Happy New Year
Happy New Year Everyone. Yes it has been awhile since I have written anything but a couple weeks ago I came back to North Carolina to see my Mom and brothers and sisters for the holidays and besides answering a few e-mails and checking the online Kathimerini for the news I have not thought much about Greece and am feeling a little detached from it. That should change in a week when I will be back on a plane to Athens.
For those who were worried about their holidays because of the unrest in Athens, things died down a couple days before Christmas and stayed quiet. The Greek press reported that the 'anarchists' who had occupied the University campuses were packing up their bags and heading home to their parents for a nice Christmas meal and some presents, maybe a gas mask from Thea Eleni, a little hammer from Papoo for breaking marble steps into stone sized chunks for throwing at the police. A new pair of gloves from mama to replace the old ones which had become singed from throwing leaky molotov cocktails and of course a pullover hat and scarf knitted by yaya with a special fliter for tear gas. Its a touching picture of the family gathered around the tree, fighting the impulse to torch it.
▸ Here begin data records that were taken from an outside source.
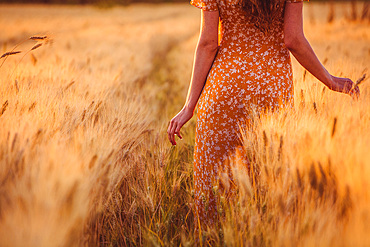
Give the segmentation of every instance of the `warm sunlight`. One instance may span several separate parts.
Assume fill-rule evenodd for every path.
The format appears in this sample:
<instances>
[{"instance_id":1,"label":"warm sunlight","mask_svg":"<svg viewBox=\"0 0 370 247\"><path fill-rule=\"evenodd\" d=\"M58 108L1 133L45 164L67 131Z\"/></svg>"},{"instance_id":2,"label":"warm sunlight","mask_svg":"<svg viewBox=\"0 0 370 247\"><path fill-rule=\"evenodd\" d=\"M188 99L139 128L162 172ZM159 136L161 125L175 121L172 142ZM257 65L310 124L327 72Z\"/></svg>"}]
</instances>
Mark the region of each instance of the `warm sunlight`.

They left behind graffiti filled walls, piles of garbage, remains of junk food, ransacked offices and filing cabinets, broken furniture and what little honor that existed of the Greek education system. Imagine having a guest that used your house as a base so they could burn your friend's businesses, fight with the police, overturn and burn cars and throw garbage around your neighborhood, and then returns to your house and pisses on your floor and uses your furniture as firewood. A normal person would ask him to leave and if he refused ask the police to come and remove him. But in Greece where all they care about is what other people might think, they sit back and watch as a minority of selfish thugs ruin the lives of everyone and even scorn, abuse and destroy the institution that gave them safety. And they call it revolution. Yeah right. A real revolutionary realizes that he has comrades who may not look or behave as he does, but for the revolution to be successful he will need their help so it is best not to alienate him. The 'anarchists' have taken a student movement that had a hope of pressuring the Greek government to make changes or resign and turned it into a parody of the 1968 Paris revolution, with its symbol of a burning Christmas tree, as if the most important thing they had to say is that there is no Santa Claus.
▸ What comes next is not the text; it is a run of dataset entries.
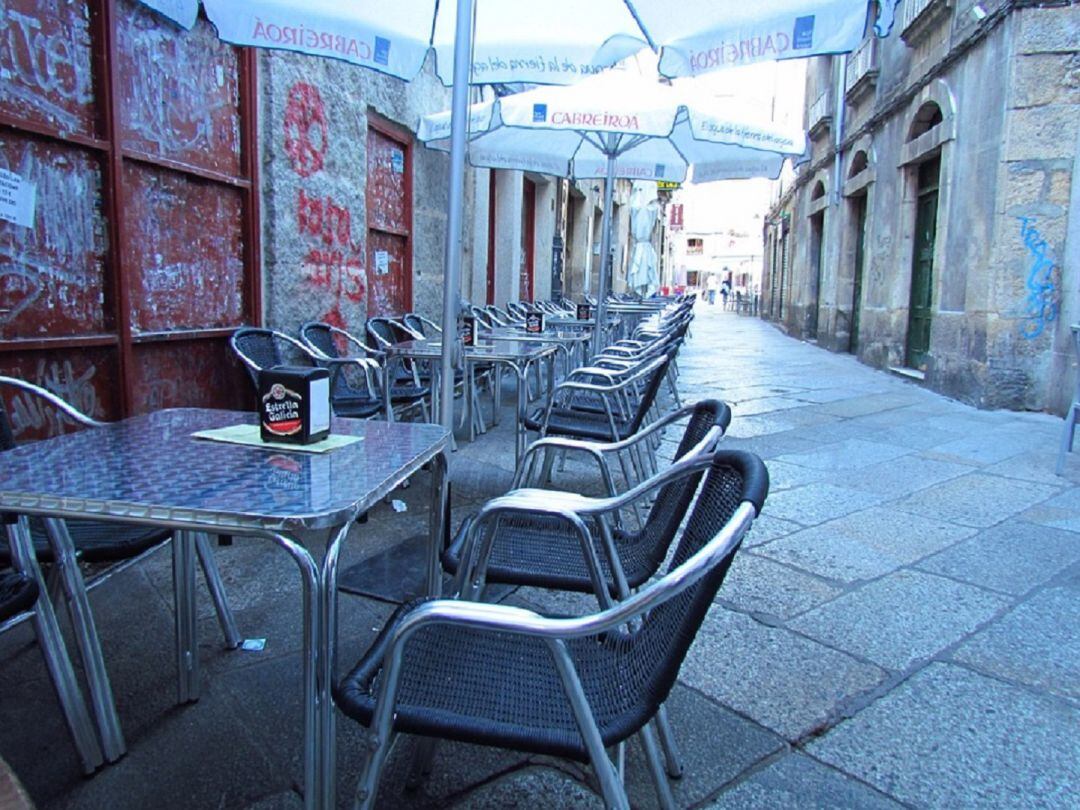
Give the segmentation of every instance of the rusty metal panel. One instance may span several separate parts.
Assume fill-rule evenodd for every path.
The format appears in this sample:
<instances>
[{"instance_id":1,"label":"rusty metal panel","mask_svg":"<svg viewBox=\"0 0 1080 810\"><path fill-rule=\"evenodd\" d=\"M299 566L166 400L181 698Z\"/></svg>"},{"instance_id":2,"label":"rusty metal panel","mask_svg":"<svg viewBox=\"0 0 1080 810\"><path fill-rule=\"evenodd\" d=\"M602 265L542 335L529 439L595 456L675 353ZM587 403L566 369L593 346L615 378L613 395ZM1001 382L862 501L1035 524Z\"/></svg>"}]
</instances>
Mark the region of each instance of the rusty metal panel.
<instances>
[{"instance_id":1,"label":"rusty metal panel","mask_svg":"<svg viewBox=\"0 0 1080 810\"><path fill-rule=\"evenodd\" d=\"M182 31L133 0L117 11L123 146L239 176L237 50L206 20Z\"/></svg>"},{"instance_id":2,"label":"rusty metal panel","mask_svg":"<svg viewBox=\"0 0 1080 810\"><path fill-rule=\"evenodd\" d=\"M368 233L369 317L402 315L412 309L406 280L408 247L409 242L403 236L382 231ZM381 270L383 267L386 272Z\"/></svg>"},{"instance_id":3,"label":"rusty metal panel","mask_svg":"<svg viewBox=\"0 0 1080 810\"><path fill-rule=\"evenodd\" d=\"M138 164L124 189L132 332L243 323L243 193Z\"/></svg>"},{"instance_id":4,"label":"rusty metal panel","mask_svg":"<svg viewBox=\"0 0 1080 810\"><path fill-rule=\"evenodd\" d=\"M93 75L85 0L0 3L0 111L92 136Z\"/></svg>"},{"instance_id":5,"label":"rusty metal panel","mask_svg":"<svg viewBox=\"0 0 1080 810\"><path fill-rule=\"evenodd\" d=\"M112 420L120 413L119 371L116 350L65 348L11 352L0 355L0 374L47 388L95 419ZM42 439L70 432L74 422L58 418L53 408L25 392L4 388L4 408L11 417L15 438Z\"/></svg>"},{"instance_id":6,"label":"rusty metal panel","mask_svg":"<svg viewBox=\"0 0 1080 810\"><path fill-rule=\"evenodd\" d=\"M407 233L412 217L411 202L405 174L405 145L368 127L368 227Z\"/></svg>"},{"instance_id":7,"label":"rusty metal panel","mask_svg":"<svg viewBox=\"0 0 1080 810\"><path fill-rule=\"evenodd\" d=\"M98 159L3 131L0 168L37 187L32 228L0 222L0 339L106 331Z\"/></svg>"},{"instance_id":8,"label":"rusty metal panel","mask_svg":"<svg viewBox=\"0 0 1080 810\"><path fill-rule=\"evenodd\" d=\"M170 340L135 346L134 411L254 407L254 389L225 339Z\"/></svg>"}]
</instances>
So the government allowed a handful of troublemakers to ruin everyone's Christmas, as well as the economy. The leftist politicians, who seek power, threw their own form of gasoline on the fires hoping the chaos would lead to the government's collapse. All they had to do was ask the kids, many who believe in them, to keep it peaceful, and insist on it. There is no reason to destroy the livelihood of their fellow Athenians who may be as opposed to the government as they are. But there will always be people who live to burn and loot, and there will always be those whose purposes are served by allowing them to do so. In Greece anyway.
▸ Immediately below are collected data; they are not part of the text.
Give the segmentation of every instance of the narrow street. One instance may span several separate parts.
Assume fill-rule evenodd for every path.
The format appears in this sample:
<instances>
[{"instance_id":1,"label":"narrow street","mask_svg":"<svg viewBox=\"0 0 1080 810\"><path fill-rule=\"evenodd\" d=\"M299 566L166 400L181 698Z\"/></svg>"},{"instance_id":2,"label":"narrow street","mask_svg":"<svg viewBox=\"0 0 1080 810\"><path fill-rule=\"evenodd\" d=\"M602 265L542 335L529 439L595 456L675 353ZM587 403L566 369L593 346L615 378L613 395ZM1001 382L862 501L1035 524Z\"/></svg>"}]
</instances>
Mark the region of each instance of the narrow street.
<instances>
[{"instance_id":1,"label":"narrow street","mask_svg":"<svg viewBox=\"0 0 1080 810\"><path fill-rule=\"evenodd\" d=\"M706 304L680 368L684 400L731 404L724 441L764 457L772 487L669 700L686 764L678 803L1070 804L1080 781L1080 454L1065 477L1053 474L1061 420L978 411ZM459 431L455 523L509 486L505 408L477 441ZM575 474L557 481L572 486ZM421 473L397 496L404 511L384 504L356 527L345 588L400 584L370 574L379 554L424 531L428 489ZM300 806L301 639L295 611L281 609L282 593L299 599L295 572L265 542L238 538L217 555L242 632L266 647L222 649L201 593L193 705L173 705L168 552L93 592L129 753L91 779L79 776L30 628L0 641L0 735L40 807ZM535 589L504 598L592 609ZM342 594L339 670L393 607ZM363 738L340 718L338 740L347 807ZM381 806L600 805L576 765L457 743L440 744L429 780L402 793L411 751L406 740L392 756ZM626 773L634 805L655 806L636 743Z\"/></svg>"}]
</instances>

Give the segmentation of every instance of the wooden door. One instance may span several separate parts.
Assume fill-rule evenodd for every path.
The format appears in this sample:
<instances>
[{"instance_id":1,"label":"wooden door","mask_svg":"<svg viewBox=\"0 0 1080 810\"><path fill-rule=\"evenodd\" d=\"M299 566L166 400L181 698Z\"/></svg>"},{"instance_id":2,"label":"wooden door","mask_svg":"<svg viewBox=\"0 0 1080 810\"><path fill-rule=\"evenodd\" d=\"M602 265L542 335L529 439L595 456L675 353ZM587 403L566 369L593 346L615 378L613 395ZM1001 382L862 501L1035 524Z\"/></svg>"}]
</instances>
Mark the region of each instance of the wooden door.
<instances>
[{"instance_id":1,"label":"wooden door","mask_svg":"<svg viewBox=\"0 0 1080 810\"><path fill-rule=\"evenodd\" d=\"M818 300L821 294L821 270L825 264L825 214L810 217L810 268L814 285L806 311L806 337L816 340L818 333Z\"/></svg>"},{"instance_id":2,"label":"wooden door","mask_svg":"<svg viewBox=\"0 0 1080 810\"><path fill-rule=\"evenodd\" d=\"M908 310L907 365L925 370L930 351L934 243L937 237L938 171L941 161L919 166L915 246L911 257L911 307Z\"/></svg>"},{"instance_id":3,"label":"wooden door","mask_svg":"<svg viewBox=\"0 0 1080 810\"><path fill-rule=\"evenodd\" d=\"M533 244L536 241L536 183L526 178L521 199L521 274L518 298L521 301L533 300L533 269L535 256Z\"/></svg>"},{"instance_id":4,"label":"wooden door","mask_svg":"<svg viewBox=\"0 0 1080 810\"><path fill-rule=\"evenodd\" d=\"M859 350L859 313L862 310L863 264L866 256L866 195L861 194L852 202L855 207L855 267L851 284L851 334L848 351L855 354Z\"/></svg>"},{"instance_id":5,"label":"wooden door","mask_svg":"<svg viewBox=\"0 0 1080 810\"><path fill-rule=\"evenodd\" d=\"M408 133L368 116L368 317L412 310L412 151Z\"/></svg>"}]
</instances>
Maybe this is all behind us. Its a new year and these are troubling times and people are going to have to work together to get us all out of this mess, whether you are in Athens, Thessaloniki, Paris or anytown, USA. Yes we live in an age of corruption and white collar crime that makes the burning of a few banks and the looting of a few shops seem like a drop of water to the ocean. But you don't fight crime with crime. You fight it by exposing criminals and bringing them to justice. You fight crime by supporting people who enforce and obey the laws, not use them to enrich themselves. You change a society not by destroying it, but by finding the areas where there is hope and starting from there to make things better. The death of Alexis Grigoropoulis, had it been followed by only peaceful marches and candlelit vigils, would have been an inspiration to the world. Instead we showed the world that we are no better or maybe even worse than the cops. That's why when they hung the banner from the Acropolis, urging the youth of the world to rise up and join their revolution, people barely paused from their Christmas shopping.
Anyway for those who cancelled their trips to Greece for fear of the 'riots', you missed an uneventful but enjoyable holiday season, once they got the new Christmas tree up and Athens settled into its normal routine. I guess 2009 will bring us more demonstrations as people voice their complaints about the economy, education, scandals and all those things Athenians have to deal with. That's a part of being an Athenian where demonstrations and political graffiti are as old as democracy. Let's hope the demonstrations are peaceful and that December of 2008 was just some kind of insane catharsis and not a taste of the future for Athens and the world.
Anyway if your world seems like it is on the brink of collapse a couple weeks on a Greek island will do you some good.